Medet Medet!..
Mustafa Önlü’nün adeta bir dergah vazifesi gören, yurtiçinden, yurtdışından tüm Çeçen-İnguşların uğrak yeri olan Starzburg caddesindeki muhasebe bürosunun kapısından hukuk fakültesi birinci sınıf talebesi tıfıl bir üniversiteli olarak gireli tastamam yirmi beş yıl olmuş.

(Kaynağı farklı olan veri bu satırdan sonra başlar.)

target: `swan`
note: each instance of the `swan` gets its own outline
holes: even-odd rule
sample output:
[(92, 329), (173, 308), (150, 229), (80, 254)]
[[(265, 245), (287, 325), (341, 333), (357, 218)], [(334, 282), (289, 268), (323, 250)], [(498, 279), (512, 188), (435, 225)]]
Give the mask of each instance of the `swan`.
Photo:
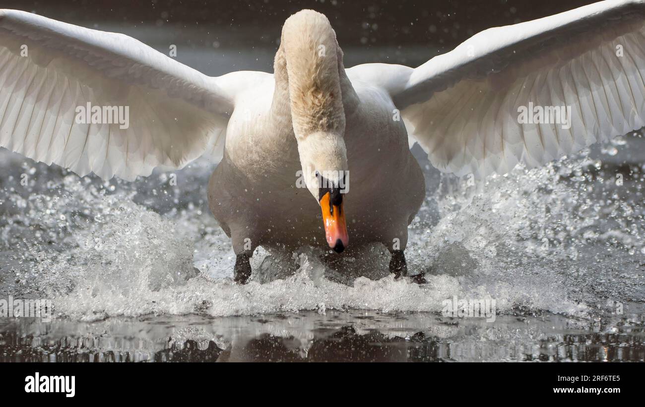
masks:
[(439, 170), (482, 178), (640, 129), (644, 15), (642, 1), (607, 0), (486, 30), (415, 68), (345, 69), (329, 21), (305, 10), (284, 23), (273, 74), (210, 77), (122, 34), (3, 10), (0, 146), (106, 180), (219, 154), (209, 206), (236, 282), (259, 246), (382, 243), (405, 276), (425, 194), (409, 138)]

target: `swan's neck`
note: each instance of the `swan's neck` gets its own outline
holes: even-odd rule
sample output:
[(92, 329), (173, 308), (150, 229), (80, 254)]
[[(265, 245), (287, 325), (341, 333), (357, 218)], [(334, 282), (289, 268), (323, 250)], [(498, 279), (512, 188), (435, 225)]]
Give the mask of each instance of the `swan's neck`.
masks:
[(344, 133), (346, 116), (358, 99), (342, 58), (335, 33), (322, 14), (304, 10), (285, 22), (274, 62), (273, 109), (290, 116), (297, 137)]

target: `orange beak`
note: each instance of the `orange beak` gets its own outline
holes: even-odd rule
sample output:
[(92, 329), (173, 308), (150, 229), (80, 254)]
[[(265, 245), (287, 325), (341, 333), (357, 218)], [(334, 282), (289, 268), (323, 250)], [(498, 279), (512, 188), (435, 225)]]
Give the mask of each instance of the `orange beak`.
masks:
[(340, 253), (350, 241), (347, 235), (347, 224), (345, 223), (345, 211), (342, 202), (340, 205), (333, 205), (330, 201), (330, 195), (328, 192), (325, 193), (320, 200), (324, 234), (329, 247)]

Amca oğlum Vedat’ın selamını götürdüğüm Medet Önlü ile o gün tanıştım. Ömrü boyunca gururla, vakur dağlılara yaraşır bir şekilde taşıdığı o dik Çeçen duruşunun yanı sıra içten, sıcak, sade tavrı güler yüzüyle hemen kan kaynattık. Yıllar içinde aralıklarla sık sık uğradım. Konferans havasında uzun sohbetlerimiz oldu. Bazen ana dili olmasına rağmen yeterince bilmediği (sonradan mükemmel hale gelen) Çeçencesini ilerletmek için, Çeçence kelimeleri küçük kağıtlara yazıp yıllarca nasıl cebinde taşıdığını, bu uğurda Ürdün’e nasıl gittiğini anlattı. Bazen de sıradan konularda hayat dersleri verdi.
Şu an bildiğim üç beş kelimelik Çeçence’mi de onun yirmi yıldan daha uzun bir zaman önce Sıhhiye Ankara Kuzey Kafkas Derneği’nde verdiği Çeçence kursuna borçluyum. Baş ucumda duran “Nohçiyn Tuyranaş” (Çeçen Hikayeleri) ve “Nohçiyn Kistnaş” (Çeçen Atasözleri) kitapları da onun hediyesidir.

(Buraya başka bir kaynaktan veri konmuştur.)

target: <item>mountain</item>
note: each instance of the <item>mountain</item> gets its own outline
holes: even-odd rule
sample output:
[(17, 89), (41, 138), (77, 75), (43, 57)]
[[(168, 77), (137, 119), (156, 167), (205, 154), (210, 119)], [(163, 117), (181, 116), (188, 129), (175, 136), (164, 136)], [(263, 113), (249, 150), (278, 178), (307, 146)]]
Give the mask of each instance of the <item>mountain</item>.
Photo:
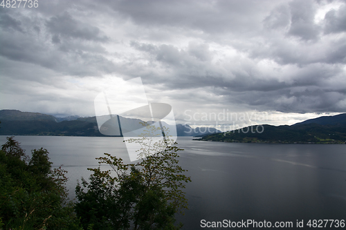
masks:
[(206, 135), (201, 140), (248, 143), (345, 144), (346, 114), (321, 117), (291, 126), (251, 126)]
[(56, 118), (52, 115), (39, 113), (21, 112), (17, 110), (1, 110), (0, 111), (0, 121), (33, 121), (33, 120), (46, 120), (56, 121)]
[(302, 122), (295, 124), (293, 126), (312, 123), (322, 125), (346, 124), (346, 113), (339, 114), (335, 116), (323, 116), (314, 119), (309, 119)]
[[(65, 135), (65, 136), (91, 136), (103, 137), (107, 135), (120, 135), (117, 116), (105, 122), (102, 126), (102, 133), (100, 133), (97, 119), (107, 118), (104, 116), (82, 117), (69, 116), (55, 117), (52, 115), (39, 113), (21, 112), (17, 110), (0, 111), (0, 135)], [(143, 121), (138, 119), (119, 117), (122, 125), (122, 133), (127, 133), (130, 136), (135, 135), (133, 131), (143, 128)], [(151, 123), (149, 122), (149, 123)], [(163, 125), (166, 128), (170, 126), (165, 122)], [(219, 133), (215, 128), (208, 128), (207, 132), (203, 128), (192, 128), (188, 125), (176, 124), (178, 136), (197, 136), (210, 133)], [(114, 132), (114, 131), (116, 132)], [(131, 132), (128, 133), (128, 132)], [(104, 135), (107, 134), (107, 135)]]
[(80, 116), (74, 115), (74, 116), (68, 116), (64, 117), (55, 117), (55, 119), (57, 122), (60, 122), (62, 121), (74, 121), (75, 119), (78, 119), (80, 117)]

Rus-Çeçen savaşı başladığında, tüm hayatını vakfedeceği bu dava için en önde koşturanlardan biri de O oldu. Nerede bir topluluk bulsa kendi bildiğince, dilinin döndüğünce bu mücadeleyi anlattı.
1.Rus-Çeçen savaşının ilk günlerinde Ankara Gazi mahallesindeki Çeçen derneğinin balkonunda güzel bir bahar akşamı batan güneşe bakarak hiç duymadığım mistik Çeçen efsanelerinden bahseden de O’dur. Sonradan kendisininde aralarına katılacağı o yiğit insanları, Çeçen halkının en yiğit evlatlarını kurban vereceği o büyük savaşları, o savaşlardan sonra gelecek güzel günleri.
Bu zaman zarfında içinde kendi çevresinden insanların da olduğu kimselerden yönelen haksız ve mesnetsiz ithamlara maruz kaldı. Kimi zaman hastanelerde, savaş yaralılarının yaralarını sağaltmak için koşturdu. Kimi zaman evine ekmek götürmek yerine, savaş mağdurlarına ekmek götürmeyi tercih etti. O eline hiç silah almadı, savaşı övdüğünü, savaşın devamını desteklediğini de duymadım.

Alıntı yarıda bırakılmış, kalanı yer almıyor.